There’s no better time to pursue a career in the construction sector

Construction is consistently ranked among the sectors facing the highest labour shortages in the EU. It has been systematically overlooked as a career choice, but the time has come for a major change. 

There’s no better time to pursue a career in the construction sector

The latest EURES report on labour shortages and surpluses states clearly: almost half of the occupations classified as being in shortage belong to the construction sector. Examples include, but are not limited to, welders, plumbers, electricians, concrete placers, floor layers, tile setters, plasterers and painters. 

Why is construction low on the list of potential career options?

One of the most significant reasons, highlighted also in this report, lies in the sector’s unattractiveness, especially from the perspective of young people. Work in construction is frequently portrayed as tedious and potentially dangerous, with increased physical demands that are part and parcel of the nature of the work. 

This might also explain why the level of female employment in construction remains relatively low compared to other sectors, with only 15% of workers being female.

Moreover, construction is often seen as an unstable sector, with most work carried out on a subcontractor or freelance basis, which often means high levels of temporary and mobile employment. This can be discouraging for those focused on job stability. 

Construction is one of the smartest career paths you can take

For starters, the digital and green transitions are transforming the sector. The need for new infrastructure, e.g. solar and wind farms, and the retrofitting of existing building stock to address the new energy demands are constantly creating new specialisations. This leads to a strong job market for construction, where options are plentiful and pay can be very competitive.

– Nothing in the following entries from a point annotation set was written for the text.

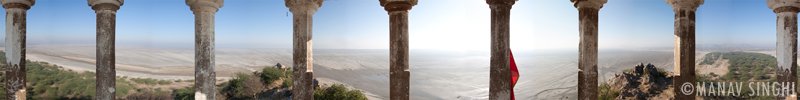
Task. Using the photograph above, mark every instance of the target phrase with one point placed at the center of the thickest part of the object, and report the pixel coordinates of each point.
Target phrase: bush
(339, 92)
(288, 82)
(184, 93)
(237, 83)
(270, 74)
(628, 70)
(252, 87)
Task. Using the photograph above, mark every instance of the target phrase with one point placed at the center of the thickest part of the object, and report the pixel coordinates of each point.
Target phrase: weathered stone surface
(499, 64)
(786, 12)
(16, 12)
(106, 11)
(205, 76)
(684, 46)
(587, 63)
(303, 71)
(639, 69)
(398, 45)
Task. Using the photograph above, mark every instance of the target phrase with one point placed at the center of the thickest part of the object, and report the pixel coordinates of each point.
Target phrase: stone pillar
(204, 74)
(684, 47)
(786, 11)
(303, 12)
(499, 63)
(106, 11)
(398, 45)
(15, 47)
(587, 75)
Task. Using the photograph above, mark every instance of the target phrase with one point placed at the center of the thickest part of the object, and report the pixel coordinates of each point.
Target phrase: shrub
(184, 93)
(288, 82)
(339, 92)
(252, 87)
(628, 70)
(270, 74)
(237, 83)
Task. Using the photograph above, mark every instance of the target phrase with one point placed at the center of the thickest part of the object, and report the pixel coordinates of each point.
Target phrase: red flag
(514, 74)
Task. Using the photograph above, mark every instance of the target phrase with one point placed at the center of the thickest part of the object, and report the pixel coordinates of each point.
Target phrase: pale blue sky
(434, 24)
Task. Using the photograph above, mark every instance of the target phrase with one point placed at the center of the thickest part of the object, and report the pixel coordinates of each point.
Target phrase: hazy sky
(433, 24)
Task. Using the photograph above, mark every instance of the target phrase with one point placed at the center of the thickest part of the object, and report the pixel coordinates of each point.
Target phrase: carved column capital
(397, 5)
(98, 5)
(685, 4)
(589, 3)
(303, 6)
(22, 4)
(205, 5)
(779, 6)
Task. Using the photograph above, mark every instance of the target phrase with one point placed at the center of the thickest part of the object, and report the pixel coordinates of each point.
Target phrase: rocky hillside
(640, 83)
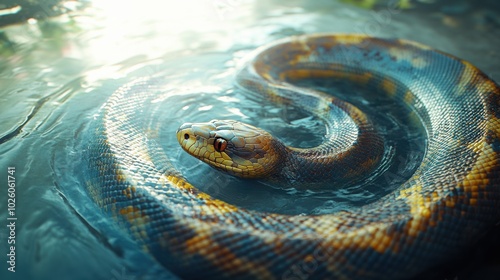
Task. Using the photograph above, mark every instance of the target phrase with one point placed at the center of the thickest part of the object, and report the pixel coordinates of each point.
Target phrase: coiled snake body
(451, 200)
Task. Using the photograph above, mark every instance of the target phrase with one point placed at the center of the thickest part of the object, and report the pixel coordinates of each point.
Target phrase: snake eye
(220, 144)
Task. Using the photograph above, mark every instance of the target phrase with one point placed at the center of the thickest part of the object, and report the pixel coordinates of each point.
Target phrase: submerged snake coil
(451, 200)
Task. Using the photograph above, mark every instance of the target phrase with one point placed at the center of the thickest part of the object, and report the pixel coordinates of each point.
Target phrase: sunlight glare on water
(56, 74)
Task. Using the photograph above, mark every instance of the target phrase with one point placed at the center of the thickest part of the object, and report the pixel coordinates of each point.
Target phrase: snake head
(237, 148)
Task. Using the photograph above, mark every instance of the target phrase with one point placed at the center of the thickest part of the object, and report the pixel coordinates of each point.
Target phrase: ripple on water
(213, 97)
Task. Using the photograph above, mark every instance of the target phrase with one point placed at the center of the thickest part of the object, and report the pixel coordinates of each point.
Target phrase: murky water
(56, 74)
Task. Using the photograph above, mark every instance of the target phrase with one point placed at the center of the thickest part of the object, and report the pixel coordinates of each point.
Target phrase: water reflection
(56, 73)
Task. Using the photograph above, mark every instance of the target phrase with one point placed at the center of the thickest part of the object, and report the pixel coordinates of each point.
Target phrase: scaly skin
(449, 202)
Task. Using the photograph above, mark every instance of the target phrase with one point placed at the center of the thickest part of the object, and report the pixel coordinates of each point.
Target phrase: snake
(451, 200)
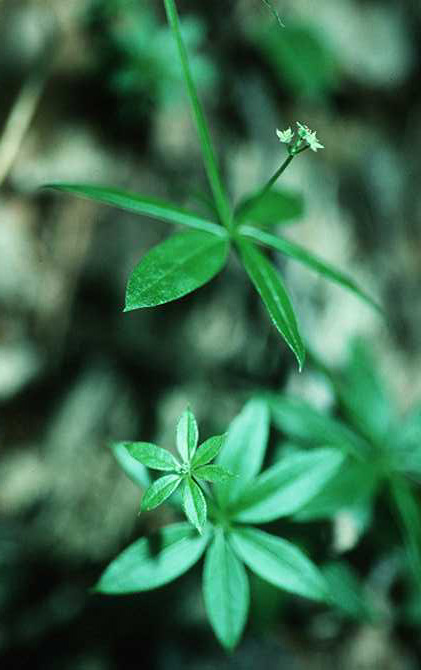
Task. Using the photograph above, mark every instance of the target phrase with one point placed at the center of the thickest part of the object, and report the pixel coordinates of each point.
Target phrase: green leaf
(287, 486)
(207, 451)
(271, 208)
(152, 456)
(226, 591)
(301, 421)
(406, 444)
(270, 286)
(408, 508)
(133, 469)
(159, 491)
(194, 504)
(209, 159)
(212, 473)
(152, 562)
(175, 268)
(279, 562)
(299, 254)
(352, 489)
(244, 449)
(187, 435)
(139, 204)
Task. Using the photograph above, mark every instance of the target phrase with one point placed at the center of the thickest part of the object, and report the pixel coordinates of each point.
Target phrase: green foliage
(274, 207)
(229, 544)
(183, 263)
(185, 472)
(152, 562)
(175, 268)
(226, 591)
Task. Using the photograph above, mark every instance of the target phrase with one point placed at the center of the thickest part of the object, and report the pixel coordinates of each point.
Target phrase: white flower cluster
(304, 135)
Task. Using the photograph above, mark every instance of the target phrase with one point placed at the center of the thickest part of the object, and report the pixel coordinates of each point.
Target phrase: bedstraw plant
(184, 262)
(241, 496)
(222, 500)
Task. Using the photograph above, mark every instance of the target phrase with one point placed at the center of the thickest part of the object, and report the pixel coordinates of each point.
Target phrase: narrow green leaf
(287, 486)
(207, 451)
(244, 449)
(299, 254)
(194, 504)
(270, 286)
(213, 473)
(226, 591)
(133, 469)
(139, 204)
(152, 456)
(279, 562)
(408, 508)
(406, 445)
(152, 562)
(187, 435)
(174, 268)
(301, 421)
(159, 491)
(271, 208)
(209, 159)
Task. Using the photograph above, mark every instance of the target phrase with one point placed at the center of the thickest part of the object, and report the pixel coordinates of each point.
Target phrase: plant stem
(242, 213)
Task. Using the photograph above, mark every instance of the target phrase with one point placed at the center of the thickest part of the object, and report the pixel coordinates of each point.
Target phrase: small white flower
(303, 130)
(285, 136)
(313, 142)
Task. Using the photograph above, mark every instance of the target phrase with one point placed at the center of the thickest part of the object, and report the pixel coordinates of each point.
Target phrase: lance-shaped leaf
(271, 208)
(194, 504)
(133, 469)
(152, 456)
(207, 451)
(212, 473)
(152, 562)
(244, 449)
(270, 286)
(299, 254)
(287, 486)
(209, 159)
(187, 435)
(279, 562)
(347, 592)
(139, 204)
(226, 591)
(301, 421)
(175, 268)
(159, 491)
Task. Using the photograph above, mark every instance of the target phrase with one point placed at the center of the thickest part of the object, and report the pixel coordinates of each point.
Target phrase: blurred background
(92, 91)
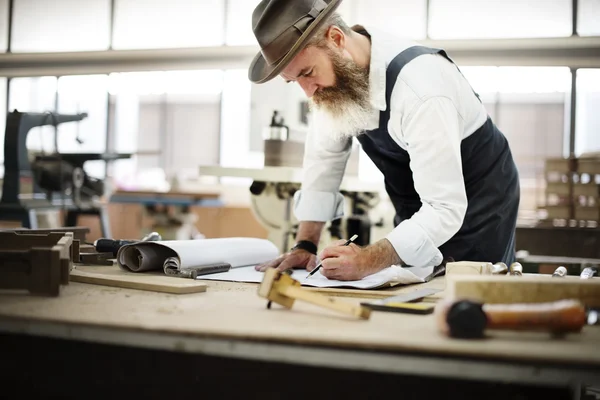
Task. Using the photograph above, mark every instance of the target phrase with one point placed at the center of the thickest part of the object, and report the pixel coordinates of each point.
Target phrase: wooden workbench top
(235, 311)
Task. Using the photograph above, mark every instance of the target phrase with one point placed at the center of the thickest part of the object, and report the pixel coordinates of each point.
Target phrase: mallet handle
(558, 316)
(325, 301)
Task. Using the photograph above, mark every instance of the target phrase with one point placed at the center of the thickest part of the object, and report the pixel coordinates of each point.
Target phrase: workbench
(97, 341)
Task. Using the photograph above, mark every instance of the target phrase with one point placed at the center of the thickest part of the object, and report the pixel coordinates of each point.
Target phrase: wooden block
(469, 268)
(586, 189)
(587, 213)
(588, 166)
(151, 281)
(523, 289)
(561, 212)
(558, 188)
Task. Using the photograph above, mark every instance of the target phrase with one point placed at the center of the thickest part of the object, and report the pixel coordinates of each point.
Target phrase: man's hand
(294, 259)
(350, 263)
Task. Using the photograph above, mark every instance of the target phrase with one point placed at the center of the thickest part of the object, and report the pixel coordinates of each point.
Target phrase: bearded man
(448, 170)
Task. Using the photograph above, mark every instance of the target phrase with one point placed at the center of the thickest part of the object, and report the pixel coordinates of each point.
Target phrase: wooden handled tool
(516, 269)
(470, 319)
(282, 289)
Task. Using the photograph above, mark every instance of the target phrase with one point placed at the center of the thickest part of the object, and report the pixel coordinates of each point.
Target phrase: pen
(352, 239)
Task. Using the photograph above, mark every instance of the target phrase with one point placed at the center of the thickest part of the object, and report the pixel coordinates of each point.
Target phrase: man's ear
(336, 37)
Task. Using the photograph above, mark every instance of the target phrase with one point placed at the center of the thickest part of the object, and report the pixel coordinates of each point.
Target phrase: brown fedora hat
(282, 29)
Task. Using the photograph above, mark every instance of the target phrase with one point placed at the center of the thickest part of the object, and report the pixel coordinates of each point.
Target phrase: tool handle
(559, 316)
(325, 301)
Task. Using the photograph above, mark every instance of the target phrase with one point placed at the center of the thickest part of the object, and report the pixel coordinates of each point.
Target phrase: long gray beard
(349, 120)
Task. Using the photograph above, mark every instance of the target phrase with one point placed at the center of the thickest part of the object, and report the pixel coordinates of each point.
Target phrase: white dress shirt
(433, 108)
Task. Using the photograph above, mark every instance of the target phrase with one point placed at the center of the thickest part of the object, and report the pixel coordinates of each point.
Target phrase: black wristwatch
(306, 245)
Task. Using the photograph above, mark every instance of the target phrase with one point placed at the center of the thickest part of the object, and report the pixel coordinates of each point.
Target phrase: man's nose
(309, 87)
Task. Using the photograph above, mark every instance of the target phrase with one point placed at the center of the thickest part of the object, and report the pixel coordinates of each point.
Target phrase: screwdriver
(105, 245)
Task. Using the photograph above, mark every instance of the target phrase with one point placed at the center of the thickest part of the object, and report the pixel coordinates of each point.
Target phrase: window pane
(587, 123)
(142, 24)
(79, 94)
(172, 119)
(588, 18)
(35, 95)
(63, 25)
(239, 22)
(530, 106)
(499, 19)
(2, 122)
(402, 17)
(3, 25)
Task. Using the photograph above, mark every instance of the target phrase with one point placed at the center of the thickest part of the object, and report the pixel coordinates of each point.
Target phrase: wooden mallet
(470, 319)
(282, 289)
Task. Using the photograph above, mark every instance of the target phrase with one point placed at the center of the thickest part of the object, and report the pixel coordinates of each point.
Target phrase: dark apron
(490, 177)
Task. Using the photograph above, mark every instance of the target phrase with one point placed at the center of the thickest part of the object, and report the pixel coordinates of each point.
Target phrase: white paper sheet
(172, 255)
(391, 275)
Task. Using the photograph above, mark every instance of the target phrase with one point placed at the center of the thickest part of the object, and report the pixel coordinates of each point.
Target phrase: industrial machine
(55, 181)
(272, 195)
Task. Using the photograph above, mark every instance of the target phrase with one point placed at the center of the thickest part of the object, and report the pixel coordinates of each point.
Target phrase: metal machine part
(48, 181)
(272, 203)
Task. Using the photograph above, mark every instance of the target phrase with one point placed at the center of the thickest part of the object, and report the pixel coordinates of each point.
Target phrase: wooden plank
(234, 311)
(523, 289)
(151, 281)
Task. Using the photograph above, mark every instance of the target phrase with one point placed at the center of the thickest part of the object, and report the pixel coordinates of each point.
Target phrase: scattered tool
(516, 269)
(39, 263)
(403, 303)
(559, 272)
(499, 269)
(469, 319)
(534, 288)
(318, 267)
(588, 272)
(281, 288)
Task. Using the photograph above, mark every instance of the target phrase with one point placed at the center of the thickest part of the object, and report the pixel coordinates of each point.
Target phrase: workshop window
(588, 18)
(79, 94)
(476, 19)
(34, 95)
(3, 25)
(406, 18)
(171, 120)
(2, 122)
(153, 24)
(239, 28)
(587, 122)
(60, 25)
(530, 105)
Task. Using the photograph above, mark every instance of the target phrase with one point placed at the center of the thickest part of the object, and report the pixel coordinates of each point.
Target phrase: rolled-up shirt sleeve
(324, 164)
(432, 133)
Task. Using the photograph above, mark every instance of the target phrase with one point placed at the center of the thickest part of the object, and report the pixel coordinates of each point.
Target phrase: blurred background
(164, 84)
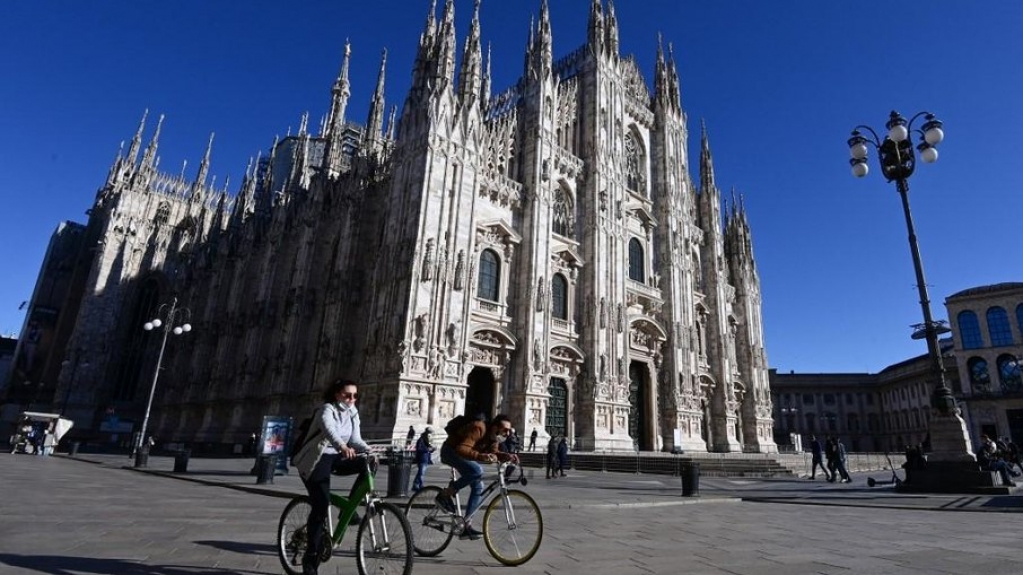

Most jobs in the sector enjoy a higher degree of job security for another reason, too. They are less likely to be displaced by AI and automation because they require a high level of dexterity, adaptability, as well as decision-making and problem-solving skills, which AI is simply not equipped to take over.

Bringing gender balance to the sector is also being addressed. Initiatives such as the EU-funded ‘Women Can Build’ project have made great strides in mapping out gender-inclusive approaches and removing the misconception that construction cannot be ‘female-friendly’.

Construction work can be very rewarding in other ways, as well. Teamwork is at its strongest here, as the various stages of construction projects are largely interdependent. Strong networks are formed, fostering a sense of belonging. 

Last but not least, the nature of construction work means that you get to see immediate results from your work, and this can be extremely motivating and gratifying.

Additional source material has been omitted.